Oh, but that’s just the cream. The real treat here are the top ten titles that you chose en masse as the Best SFF Novels of the Decade! Befitting novels of such status, we’ll be rolling out appreciations of these novels from a host of guest writers!
The Top Ten:
Without further delay, the top ten Best SFF Novels of the Decade, chosen by Tor.com popular vote:
- Old Man’s War by John Scalzi – 295 votes
- American Gods by Neil Gaiman – 270 votes
- The Name of the Wind by Patrick Rothfuss – 231 votes
- Blindsight by Peter Watts – 221 votes
- Kushiel’s Dart by Jacqueline Carey – 194 votes
- A Storm of Swords by George R.R. Martin – 179 votes
- Jonathan Strange & Mr Norrell by Susanna Clarke – 167 votes
- Anathem by Neal Stephenson – 141 votes
- Mistborn: The Final Empire by Brandon Sanderson – 125 votes
- Perdido Street Station by China Mieville – 124 votes
All vote counts include series votes bundled in, a practice that shot Mistborn into the top ten and funnily enough bumped out Mr.
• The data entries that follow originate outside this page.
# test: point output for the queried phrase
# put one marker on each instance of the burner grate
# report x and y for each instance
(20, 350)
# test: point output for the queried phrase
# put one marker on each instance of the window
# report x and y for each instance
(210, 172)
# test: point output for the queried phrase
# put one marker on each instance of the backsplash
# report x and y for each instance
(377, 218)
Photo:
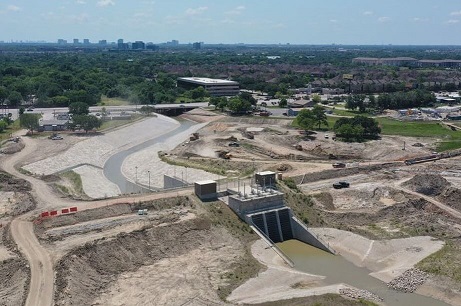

Sanderson’s most recent original release, The Way of Kings.
All of the vote counts changed after recount, some more dramatically than others. Several books also had the benefit of their fanbase’s support, most notably Old Man’s War and Kushiel’s Dart, the former of which never let go of the top spot once it had it and the latter of which benefited from a massive influx of votes in the final few days of voting.
Also notable amongst the top ten is the presence of two debut novels which continually gathered votes with little to no help from their authors or a centralized group of fans, The Name of the Wind and Jonathan Strange & Mr Norrell. These two books seem to have struck a particularly resonant chord along a wide swath of fantasy fiction readers.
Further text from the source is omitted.